Abstract

Mitochondrial permeability transition pore (mPTP) channel plays a central role in cell death because it mediates the effect of a sudden large opening of the inner mitochondrial membrane. Its associations with adenine nucleotide translocase and with ATP synthase within the general framework of mPTP research were challenged by genetic knock out experiments. This paper proposes the hypothesis that the matrix ATP regulates the mPTP. That hypothesis not only succeeds in classifying and explaining the existing experimental data but it also fits quite well to a peripheral branch of mPTP research proposing that the channel is composed of a combination of polyphosphates and poly-(R)-3-hydroxybutyrates glued by Ca ions. ATP also has a polyphosphate part and thus could be potentially incorporated into such kind of a channel.
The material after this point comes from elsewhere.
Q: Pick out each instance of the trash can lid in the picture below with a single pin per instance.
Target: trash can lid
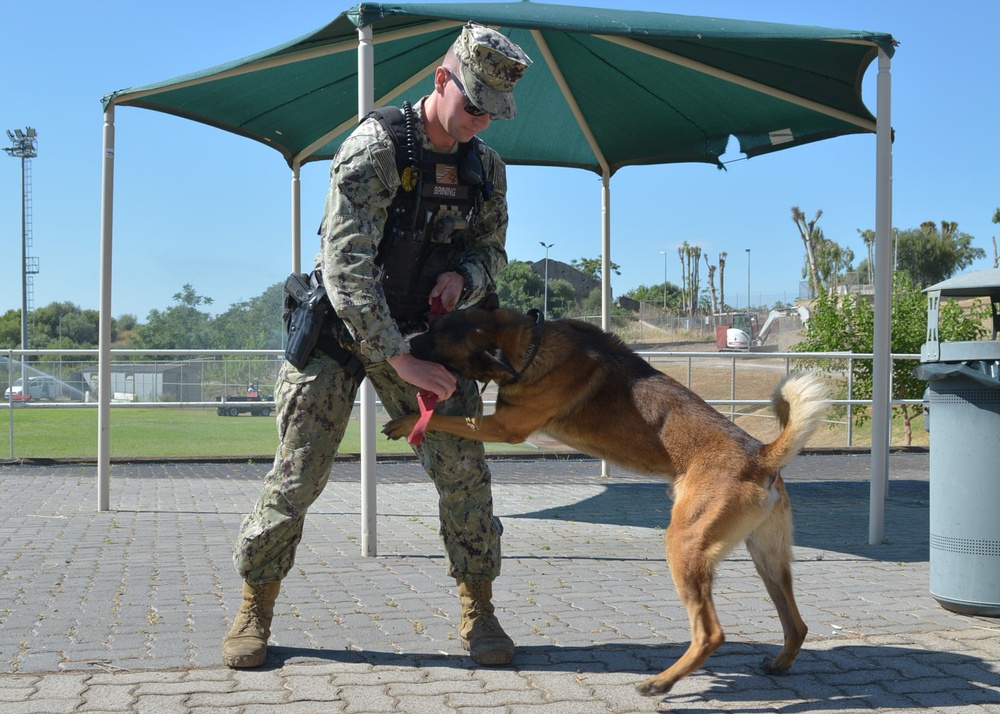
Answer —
(978, 283)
ATP not only has the potential to decrease the effective channel cross-section when the matrix ATP pool is full, but also, having four negative charges, ATP could be driven across the membrane, together with some accompanying metal ions. Thus, an effective potassium hydrogen exchanger is constructed. Cell death and “permeability transition” happen when the matrix ATP pool is emptied and so the mPTP channel is emptied from the ATP. As a result, the effective channel cross-section would greatly increase; instead of effectively going out, potassium would go in, and the matrix would burst. Hence, the regulation of the matrix ATP level could explain the effect of cyclosporin A – the main experimental modulator of mPTP channel activity, the mechanism of hypoxic/reperfusion injury, and many other.